Polonista, lokalny dziennikarz, mieszkaniec forum internetowego. Ktoś. Stoi w deszczu przed słupem ogłoszeniowym. Krople deszczu odbijają się od chodnikowego lastryko. Wpatrzony w afisz, myśli: "Nareszcie coś z klasyki. Jednak Bóg istnieje. Uff! Skończmy w końcu z tym zaangażowanym teatrem, przepisywaniem klasyków na nowo przez młodocianych lewaków.
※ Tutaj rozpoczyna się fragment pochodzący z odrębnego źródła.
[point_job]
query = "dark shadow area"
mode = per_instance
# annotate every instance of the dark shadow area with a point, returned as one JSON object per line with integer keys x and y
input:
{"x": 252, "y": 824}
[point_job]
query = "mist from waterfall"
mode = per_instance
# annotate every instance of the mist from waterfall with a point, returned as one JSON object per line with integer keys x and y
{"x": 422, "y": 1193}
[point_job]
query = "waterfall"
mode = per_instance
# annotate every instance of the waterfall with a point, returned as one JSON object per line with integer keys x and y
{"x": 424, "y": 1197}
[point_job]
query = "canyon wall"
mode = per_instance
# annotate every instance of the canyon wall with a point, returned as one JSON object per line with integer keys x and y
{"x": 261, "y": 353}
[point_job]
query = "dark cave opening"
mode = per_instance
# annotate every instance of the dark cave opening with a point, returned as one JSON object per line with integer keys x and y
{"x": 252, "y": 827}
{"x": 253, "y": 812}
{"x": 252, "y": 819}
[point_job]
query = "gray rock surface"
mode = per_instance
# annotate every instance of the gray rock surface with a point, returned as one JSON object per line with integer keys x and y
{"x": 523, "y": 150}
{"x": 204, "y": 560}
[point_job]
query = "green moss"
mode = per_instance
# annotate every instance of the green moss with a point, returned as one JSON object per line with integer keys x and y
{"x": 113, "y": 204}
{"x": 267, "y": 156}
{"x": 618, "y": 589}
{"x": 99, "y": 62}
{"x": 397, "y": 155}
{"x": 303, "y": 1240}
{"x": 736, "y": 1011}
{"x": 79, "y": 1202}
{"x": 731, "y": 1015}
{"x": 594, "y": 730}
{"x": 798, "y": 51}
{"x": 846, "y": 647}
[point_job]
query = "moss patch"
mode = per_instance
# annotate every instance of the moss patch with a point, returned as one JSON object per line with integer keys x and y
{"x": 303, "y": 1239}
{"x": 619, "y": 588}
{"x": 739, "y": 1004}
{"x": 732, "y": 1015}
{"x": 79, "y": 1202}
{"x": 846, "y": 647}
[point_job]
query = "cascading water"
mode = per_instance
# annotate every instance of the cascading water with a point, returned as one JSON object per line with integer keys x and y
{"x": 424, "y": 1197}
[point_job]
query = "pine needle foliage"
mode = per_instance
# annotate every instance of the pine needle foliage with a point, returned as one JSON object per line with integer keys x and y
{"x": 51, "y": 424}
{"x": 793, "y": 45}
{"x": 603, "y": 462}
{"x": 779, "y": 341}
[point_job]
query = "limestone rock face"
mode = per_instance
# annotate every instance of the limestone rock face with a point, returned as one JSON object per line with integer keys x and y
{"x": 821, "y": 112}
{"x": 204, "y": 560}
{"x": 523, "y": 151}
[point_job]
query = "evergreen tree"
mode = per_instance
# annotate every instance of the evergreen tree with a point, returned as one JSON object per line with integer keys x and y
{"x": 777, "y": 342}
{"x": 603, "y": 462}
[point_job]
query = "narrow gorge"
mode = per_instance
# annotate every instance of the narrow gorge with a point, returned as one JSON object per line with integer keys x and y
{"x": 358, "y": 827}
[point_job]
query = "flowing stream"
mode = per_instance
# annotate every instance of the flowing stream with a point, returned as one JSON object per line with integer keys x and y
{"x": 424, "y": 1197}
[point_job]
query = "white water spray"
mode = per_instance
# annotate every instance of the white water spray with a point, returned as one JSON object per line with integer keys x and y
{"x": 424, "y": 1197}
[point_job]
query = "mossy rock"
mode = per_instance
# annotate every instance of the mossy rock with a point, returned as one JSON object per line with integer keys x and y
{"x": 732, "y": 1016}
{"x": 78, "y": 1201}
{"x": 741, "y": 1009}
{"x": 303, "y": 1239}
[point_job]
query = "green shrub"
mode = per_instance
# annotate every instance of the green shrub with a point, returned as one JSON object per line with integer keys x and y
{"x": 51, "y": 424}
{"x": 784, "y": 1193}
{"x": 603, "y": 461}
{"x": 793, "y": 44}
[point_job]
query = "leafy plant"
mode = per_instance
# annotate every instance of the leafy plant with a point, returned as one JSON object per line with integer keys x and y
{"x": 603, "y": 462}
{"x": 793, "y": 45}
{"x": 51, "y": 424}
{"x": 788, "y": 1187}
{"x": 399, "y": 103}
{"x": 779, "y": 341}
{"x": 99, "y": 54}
Wyjdźmy w końcu poza krąg artystów o cielesno-wulgarnych fiksacjach i odpocznijmy przy głębokiej psychologii, niuansach, lnianym obrusie, samowarze z herbatą". Czyżby to było jedno z marzeń mieszczańskiego widza, którego gust jest nieco skrzywdzony przez politykę repertuarową poprzednich dyrektorów? Czy jest to widz, który może nie ze swojej winy, ale jednak nie ogarnia nowych dyskursów, a widząc w końcu afisz z tytułem "Trzy siostry", zobaczył światełko w tunelu?

Scenografia skromna - w głębi ściana z desek, stół i krzesła. W zasadzie jest miło, sympatycznie, dowcipnie. Momentami wydaje się, że wszystko w tym spektaklu może pójść w stronę parodii Czechowa, zrobienia czegoś na kształt Kiepskich, ale ta granica nie jest przekroczona. Irina (Anna Ludwicka), Masza (Rozalia Mierzicka) i Olga (Magdalena Kuźniewska) czekają na Wierszynina, marzą o Moskwie. Nie wszystkie siostry to rozmarzone dziewczynki. Masza mentalnie jest zupełnie z boku, szydzi, pali papierosy, jest ubrana niedbale. Potem wchodzi w perwersyjne relacje z miłym, sympatycznym z pozoru, pożądanym i obleganym przez pozostałe siostry Wierszyninem (Bogusław Siwko). Ten chce ją "wziąć" na stole, klepie ją po udach i oboje mają z tego powodu na twarzach satysfakcjonujący uśmiech. Kochający się w Irinie Tuzenbach (Robert Mania) w akcie desperacji rozbiera się do naga, stojąc w głębi sceny. Z kolei nauczyciel Fiodor Kułygin (Jarosław Dziedzic) wbiega na scenę i każdemu gestowi jaki wykonuje, towarzyszy seria ćwiczeń gimnastycznych - od przysiadów, podskoków, po stanie na rękach i na upadku w kulisach kończąc. W tym spektaklu jest wiele tego rodzaju pęknięć, mniej lub bardziej zabawnych, które powodują, że przestajemy pływać w niuansach, pełnym powagi mijaniu się bohaterów.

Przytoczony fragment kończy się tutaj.